Non sono state fornite spiegazioni ufficiali, ma stando a quanto diramato anche dalla redazione di Metro, le autorità sudcoreane hanno fatto irruzione negli uffici Apple, proprio nell’imminenza del lancio di iPhone X. Sotto inchiesta dovrebbero essere alcune politiche commerciali della società. Il rapporto collega infatti il raid ad una più ampia indagine condotta dalle autorità locali su presunti contratti “sleali” tra Apple e le aziende sudcoreane. Per questo, gli investigatori avrebbero chiesto ai funzionari di Apple delucidazioni in merito alle sue pratiche commerciali, anche se ad oggi non risulta chiaro se siano stati sequestrati, o meno, documenti vari.
In particolare, l’indagine sarebbe partita già lo scorso anno, e avrebbe riguardato nello specifico le condizioni contrattuali che Apple impone ai vettori di accettare per poter vendere iPhone. Quasi certamente, si tratta di un problema che la Fair Trade Commission della Corea del Sud riteneva di dover rettificare. Tra le condizioni imposte da Apple ai vettori, ad esempio, l’acquisto di un numero minimo di iPhone e l’imposizione di condividere gli oneri dei costi di riparazione.
I più maliziosi, però, potrebbero pensare ad altre motivazioni dietro al blitz. Ed infatti, il raid sarebbe coinciso con il lancio di iPhone X nella regione: che sia stato un modo per favorire i brand locali, come ad esempio Samsung? Del resto il governo è sempre stato attento alle problematiche relative alla concorrenza: in passato, nel momento in cui Apple deteneva il 33% della quota di mercato smartphone del paese, fu creata una vera e propria task force per comprendere se l’importazione di smartphone stranieri stesse danneggiando le imprese locali.

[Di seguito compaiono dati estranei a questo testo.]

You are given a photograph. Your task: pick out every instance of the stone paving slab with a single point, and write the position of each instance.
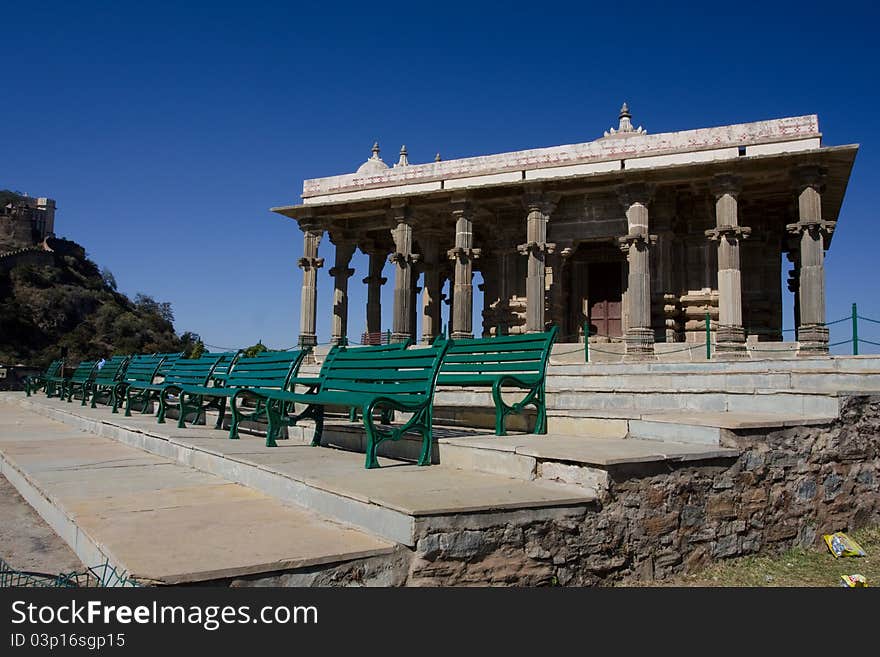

Tale comportamento, però, venne criticato da alcuni enti governativi, perché avrebbe potuto portare ad una vera e propria minaccia per la redditività delle aziende straniere che operano nel paese. Negli ultimi anni, poi, il governo della Corea del Sud è stato interessato da indagini che hanno portato ad alcuni arresti, come quello del leader di Samsung, accusato proprio di corruzione. Nell’agosto scorso, infine, la condanna di Jay Y. Lee a cinque anni di prigione, dopo un processo durato sei mesi.